Of all the medical things I’ve learned, maybe the most surprising lesson is that 90% of your conversations will be consumed with a single topic as soon as you’ve been diagnosed with cancer. Cancer is maybe the scariest word (that’s already in your vocabulary) that you can hear from your doctor, though it’s not always the most critical affliction. You don’t even have to have the worst kind. Let others know that you have cancer and you will be talking about it for months.
Nine years ago I had cutaneous leiomyosarcoma, a cancer in the arrector pili muscles, the layer of muscles connecting with hair follicles, with a tumor almost the size of a golf ball right in the middle of my chest. There are other kids of cancer—including subcutaneous leiomyosarcoma—that will metastasize all over your body and into your organs, the kind I had does not. My doctor initially thought it was just a cyst, so he jabbed me in the chest with novocaine 30-40 times and cut it out only to say afterward, “Hmmm, that doesn’t look like a cyst.” A week later he called with the lab results saying it was cancer. So I had to have a wider margin of tissue cut out in surgery. There were some post-op side effects, but then it was mostly done.

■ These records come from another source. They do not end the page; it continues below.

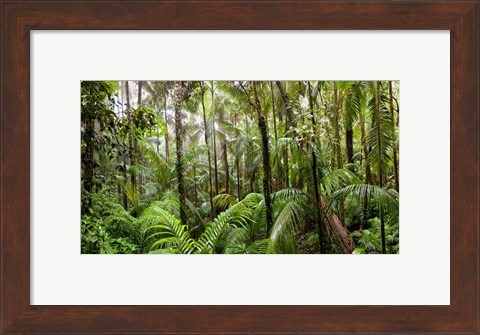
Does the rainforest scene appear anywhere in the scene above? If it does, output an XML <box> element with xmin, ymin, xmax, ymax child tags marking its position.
<box><xmin>81</xmin><ymin>80</ymin><xmax>400</xmax><ymax>254</ymax></box>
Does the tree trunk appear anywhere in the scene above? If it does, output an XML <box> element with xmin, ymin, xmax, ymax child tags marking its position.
<box><xmin>307</xmin><ymin>81</ymin><xmax>325</xmax><ymax>254</ymax></box>
<box><xmin>211</xmin><ymin>81</ymin><xmax>218</xmax><ymax>195</ymax></box>
<box><xmin>192</xmin><ymin>164</ymin><xmax>198</xmax><ymax>207</ymax></box>
<box><xmin>174</xmin><ymin>81</ymin><xmax>188</xmax><ymax>225</ymax></box>
<box><xmin>345</xmin><ymin>128</ymin><xmax>353</xmax><ymax>164</ymax></box>
<box><xmin>119</xmin><ymin>82</ymin><xmax>128</xmax><ymax>210</ymax></box>
<box><xmin>275</xmin><ymin>81</ymin><xmax>293</xmax><ymax>188</ymax></box>
<box><xmin>200</xmin><ymin>82</ymin><xmax>215</xmax><ymax>221</ymax></box>
<box><xmin>333</xmin><ymin>82</ymin><xmax>345</xmax><ymax>222</ymax></box>
<box><xmin>320</xmin><ymin>196</ymin><xmax>355</xmax><ymax>254</ymax></box>
<box><xmin>270</xmin><ymin>82</ymin><xmax>283</xmax><ymax>191</ymax></box>
<box><xmin>333</xmin><ymin>82</ymin><xmax>343</xmax><ymax>169</ymax></box>
<box><xmin>125</xmin><ymin>80</ymin><xmax>136</xmax><ymax>188</ymax></box>
<box><xmin>163</xmin><ymin>89</ymin><xmax>170</xmax><ymax>161</ymax></box>
<box><xmin>375</xmin><ymin>81</ymin><xmax>386</xmax><ymax>254</ymax></box>
<box><xmin>252</xmin><ymin>81</ymin><xmax>273</xmax><ymax>235</ymax></box>
<box><xmin>133</xmin><ymin>81</ymin><xmax>143</xmax><ymax>194</ymax></box>
<box><xmin>358</xmin><ymin>93</ymin><xmax>371</xmax><ymax>230</ymax></box>
<box><xmin>220</xmin><ymin>108</ymin><xmax>230</xmax><ymax>194</ymax></box>
<box><xmin>233</xmin><ymin>112</ymin><xmax>242</xmax><ymax>201</ymax></box>
<box><xmin>388</xmin><ymin>81</ymin><xmax>399</xmax><ymax>192</ymax></box>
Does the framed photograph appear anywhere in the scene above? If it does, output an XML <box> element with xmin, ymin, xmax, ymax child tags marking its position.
<box><xmin>0</xmin><ymin>1</ymin><xmax>480</xmax><ymax>334</ymax></box>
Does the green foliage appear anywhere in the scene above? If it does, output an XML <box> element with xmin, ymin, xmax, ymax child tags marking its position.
<box><xmin>80</xmin><ymin>81</ymin><xmax>399</xmax><ymax>254</ymax></box>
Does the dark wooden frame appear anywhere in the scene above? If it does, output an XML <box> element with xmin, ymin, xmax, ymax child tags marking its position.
<box><xmin>0</xmin><ymin>0</ymin><xmax>480</xmax><ymax>334</ymax></box>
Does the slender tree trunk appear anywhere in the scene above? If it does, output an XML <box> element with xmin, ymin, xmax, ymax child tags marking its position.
<box><xmin>270</xmin><ymin>82</ymin><xmax>283</xmax><ymax>191</ymax></box>
<box><xmin>163</xmin><ymin>90</ymin><xmax>170</xmax><ymax>161</ymax></box>
<box><xmin>388</xmin><ymin>81</ymin><xmax>399</xmax><ymax>192</ymax></box>
<box><xmin>233</xmin><ymin>112</ymin><xmax>242</xmax><ymax>200</ymax></box>
<box><xmin>220</xmin><ymin>109</ymin><xmax>230</xmax><ymax>194</ymax></box>
<box><xmin>120</xmin><ymin>82</ymin><xmax>128</xmax><ymax>210</ymax></box>
<box><xmin>358</xmin><ymin>92</ymin><xmax>371</xmax><ymax>230</ymax></box>
<box><xmin>211</xmin><ymin>81</ymin><xmax>218</xmax><ymax>195</ymax></box>
<box><xmin>235</xmin><ymin>156</ymin><xmax>242</xmax><ymax>201</ymax></box>
<box><xmin>200</xmin><ymin>82</ymin><xmax>215</xmax><ymax>221</ymax></box>
<box><xmin>174</xmin><ymin>81</ymin><xmax>187</xmax><ymax>225</ymax></box>
<box><xmin>333</xmin><ymin>82</ymin><xmax>343</xmax><ymax>169</ymax></box>
<box><xmin>125</xmin><ymin>80</ymin><xmax>136</xmax><ymax>189</ymax></box>
<box><xmin>252</xmin><ymin>81</ymin><xmax>273</xmax><ymax>235</ymax></box>
<box><xmin>333</xmin><ymin>82</ymin><xmax>345</xmax><ymax>222</ymax></box>
<box><xmin>345</xmin><ymin>128</ymin><xmax>353</xmax><ymax>164</ymax></box>
<box><xmin>82</xmin><ymin>117</ymin><xmax>95</xmax><ymax>214</ymax></box>
<box><xmin>133</xmin><ymin>81</ymin><xmax>143</xmax><ymax>194</ymax></box>
<box><xmin>192</xmin><ymin>164</ymin><xmax>198</xmax><ymax>207</ymax></box>
<box><xmin>307</xmin><ymin>81</ymin><xmax>325</xmax><ymax>254</ymax></box>
<box><xmin>375</xmin><ymin>81</ymin><xmax>386</xmax><ymax>254</ymax></box>
<box><xmin>275</xmin><ymin>81</ymin><xmax>293</xmax><ymax>188</ymax></box>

A few years after that my younger sister had a massive brain tumor that couldn’t be cut out because it was wrapped around critical parts of her spinal cord. She lived less than six months from the day she was told what was wrong.

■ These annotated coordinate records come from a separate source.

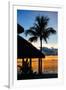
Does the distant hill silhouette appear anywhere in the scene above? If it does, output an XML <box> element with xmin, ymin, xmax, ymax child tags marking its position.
<box><xmin>42</xmin><ymin>47</ymin><xmax>58</xmax><ymax>55</ymax></box>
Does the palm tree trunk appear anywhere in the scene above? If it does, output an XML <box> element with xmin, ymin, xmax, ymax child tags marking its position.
<box><xmin>38</xmin><ymin>38</ymin><xmax>42</xmax><ymax>74</ymax></box>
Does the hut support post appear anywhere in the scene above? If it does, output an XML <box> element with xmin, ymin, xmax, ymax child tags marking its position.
<box><xmin>22</xmin><ymin>58</ymin><xmax>24</xmax><ymax>66</ymax></box>
<box><xmin>38</xmin><ymin>58</ymin><xmax>42</xmax><ymax>74</ymax></box>
<box><xmin>30</xmin><ymin>58</ymin><xmax>32</xmax><ymax>72</ymax></box>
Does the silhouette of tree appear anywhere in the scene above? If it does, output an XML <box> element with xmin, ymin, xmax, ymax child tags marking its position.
<box><xmin>25</xmin><ymin>16</ymin><xmax>56</xmax><ymax>73</ymax></box>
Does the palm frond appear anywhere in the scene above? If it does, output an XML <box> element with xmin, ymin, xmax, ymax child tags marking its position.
<box><xmin>46</xmin><ymin>27</ymin><xmax>56</xmax><ymax>36</ymax></box>
<box><xmin>29</xmin><ymin>37</ymin><xmax>37</xmax><ymax>42</ymax></box>
<box><xmin>25</xmin><ymin>28</ymin><xmax>36</xmax><ymax>36</ymax></box>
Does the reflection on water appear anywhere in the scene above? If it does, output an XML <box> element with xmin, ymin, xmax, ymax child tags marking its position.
<box><xmin>17</xmin><ymin>56</ymin><xmax>58</xmax><ymax>73</ymax></box>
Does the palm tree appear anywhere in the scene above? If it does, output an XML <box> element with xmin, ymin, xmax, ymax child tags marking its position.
<box><xmin>25</xmin><ymin>16</ymin><xmax>56</xmax><ymax>72</ymax></box>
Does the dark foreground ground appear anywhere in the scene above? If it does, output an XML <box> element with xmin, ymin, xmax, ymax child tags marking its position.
<box><xmin>17</xmin><ymin>73</ymin><xmax>58</xmax><ymax>80</ymax></box>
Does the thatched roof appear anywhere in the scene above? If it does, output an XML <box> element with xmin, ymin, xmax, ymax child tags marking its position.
<box><xmin>17</xmin><ymin>35</ymin><xmax>45</xmax><ymax>58</ymax></box>
<box><xmin>17</xmin><ymin>24</ymin><xmax>24</xmax><ymax>34</ymax></box>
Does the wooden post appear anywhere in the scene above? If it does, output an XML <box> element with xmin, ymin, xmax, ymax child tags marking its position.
<box><xmin>38</xmin><ymin>58</ymin><xmax>42</xmax><ymax>74</ymax></box>
<box><xmin>30</xmin><ymin>58</ymin><xmax>32</xmax><ymax>72</ymax></box>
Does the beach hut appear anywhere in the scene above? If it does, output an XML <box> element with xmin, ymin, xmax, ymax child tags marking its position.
<box><xmin>17</xmin><ymin>35</ymin><xmax>45</xmax><ymax>73</ymax></box>
<box><xmin>17</xmin><ymin>24</ymin><xmax>45</xmax><ymax>73</ymax></box>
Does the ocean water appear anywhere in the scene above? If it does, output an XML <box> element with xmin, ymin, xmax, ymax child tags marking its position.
<box><xmin>17</xmin><ymin>56</ymin><xmax>58</xmax><ymax>73</ymax></box>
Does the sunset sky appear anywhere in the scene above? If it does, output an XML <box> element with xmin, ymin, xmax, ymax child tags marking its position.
<box><xmin>17</xmin><ymin>10</ymin><xmax>58</xmax><ymax>48</ymax></box>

Many of you have had, or have, some type of cancer. How many types of treatments and medicines have they tried on Debbie? How many hours of travel, how many hours of dealing with side-effects, how many hours of explaining to others? It’s hard for it not to become an identity. Others ask because they care, but just giving updates can become a burden. Talking about it becomes almost as tedious as the tumors.
By analogy, all sins deserve death, and not all sins have the same consequences. Some sins are public, and some of the public sins sound more scandalous. The Scarlett Letter made adultery the most abhorrent in a 17th century community of Puritans in Massachusetts; that’s just an example. “The sins of some people are conspicuous, going before them to judgment, but the sins of others appear later” (1 Timothy 5:24). Though the Bible doesn’t use the word cancer, we know some sins spread through the body, some sins become almost a part-time job dealing with them.
But when there is repentance there is rejoicing. When there is salvation, we sing aloud of His righteousness (Psalm 51:13-14). Recounting forgiveness and reconciliation is never tedious.